Folha - O senhor está falando do Miguel Rossetto, Aloizio Mercadante e Pepe Vargas.
Eduardo Cunha - Eu não sei quem foi o responsável, não posso acusar ninguém. Eu recebo relatos de Pepe Vargas. Eu acho que Pepe verbalizou ameaças para ministros e parlamentares, se vai ter retaliação segunda-feira, se vai demitir o cargo do parlamentar se não votar no meu candidato.
Folha - Mas houve isso? Quais casos?
Eduardo Cunha - Não vou citar, vários partidos. Todos da base que têm ministro no governo. Eles assumiram uma condição de vida ou morte que não tinha necessidade. Na hora que Pepe resolveu partir para esse tipo de confronto, ele se inviabilizou não só com o presidente da Casa mas tornou a relação dele muito difícil com os partidos da base que não o atenderam. E os que o atenderam o fizeram constrangidos porque isso não é forma de fazer política.
Folha - O governo achava que Arlindo Chinaglia poderia vencer.
Eduardo Cunha - Só o governo, através do seu articulador Pepe Vargas, acreditava em Papai Noel. Como é que alguém que tem um cargo de relações institucionais busca quebrar a institucionalidade agindo dessa forma?
Folha - Mas representantes da JBS não pediram votos para o senhor?
Eduardo Cunha - Isso é outra coisa. É uma opção política que ele possa ter feito. Outra coisa é financiamento.
Folha - Em momento algum o JBS procurou o senhor?
Eduardo Cunha - Veja bem, há um sentimento da grande parte do País, principalmente São Paulo, em que o equilíbrio e independência do Poder Legislativo significa melhoria do ambiente do processo econômico do país. Tenho certeza que se você fizer uma enquete com os 100 maiores empresários do país certamente talvez 98 preferissem a minha eleição. Não preciso pedir, eu via na rua. Não quer dizer necessariamente que tenha tido poder econômico na minha eleição.
Folha - O sr. disse que vai encaminhar um projeto de pacto federativo.
Eduardo Cunha - Não disse que vamos mudar o pacto federativo. Tem propostas de reforma tributária. O pacto federativo é uma tese. Temos que fazer o debate.

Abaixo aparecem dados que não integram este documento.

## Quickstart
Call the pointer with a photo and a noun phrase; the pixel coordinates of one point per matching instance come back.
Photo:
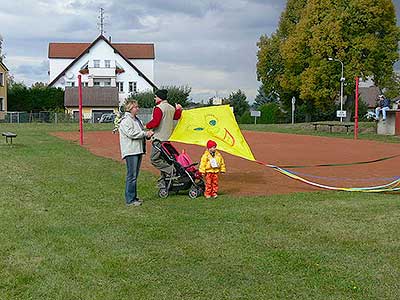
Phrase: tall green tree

Folha - O governo registrou deficit de R$ 17 bilhões em 2014. Vai dar para os outros (Estados e municípios) tirando de quem não tem (União)?
Eduardo Cunha - Eu não disse isso. Ninguém aqui é irresponsável. Eu sempre defendi o equilíbrio das contas públicas. O que não pode é governo dar incentivo fiscal para uma indústria setorial tirando de Estados e municípios de todo Brasil.
Folha - E a reforma política?
Eduardo Cunha - Nós temos de discutir. E tem uma medida urgente que a gente tem de fazer. Temos que conter a criação de partidos. Não podemos mais continuar com essa coisa. Já falei com o Michel Temer e ele vai contestar judicialmente a criação desses novos partidos que têm o objetivo claro de fraudar a legislação com vistas à futura fusão.
Folha - Fala do Partido Liberal, que o ex-prefeito Gilberto Kassab articula?
Eduardo Cunhas - Não dá para permitir cooptação de parlamentares de outros partidos. Isso seria um revés no governo, que vai se beneficiar da criação de um outro partido para diminuir sua dependência do PMDB, de criar uma base alternativa... Será contestado judicialmente e aqui, na Câmara, vamos tentar produzir algum tipo de legislação para, no mínimo, impedir. Tem também que acabar com esse mercantilismo de assinaturas. Esses apoiamentos para criar um partido não são filiações partidárias. Não pode ser assinatura. Não pode ficar comprando assinatura na rua para fazer partido. Tem que ser filiação mesmo. É absolutamente incoerente o governo defender a reforma política e estimular a criação de partidos fictícios. Porque o primeiro ponto da reforma política deveria ser fortalecer partidos, não o contrário.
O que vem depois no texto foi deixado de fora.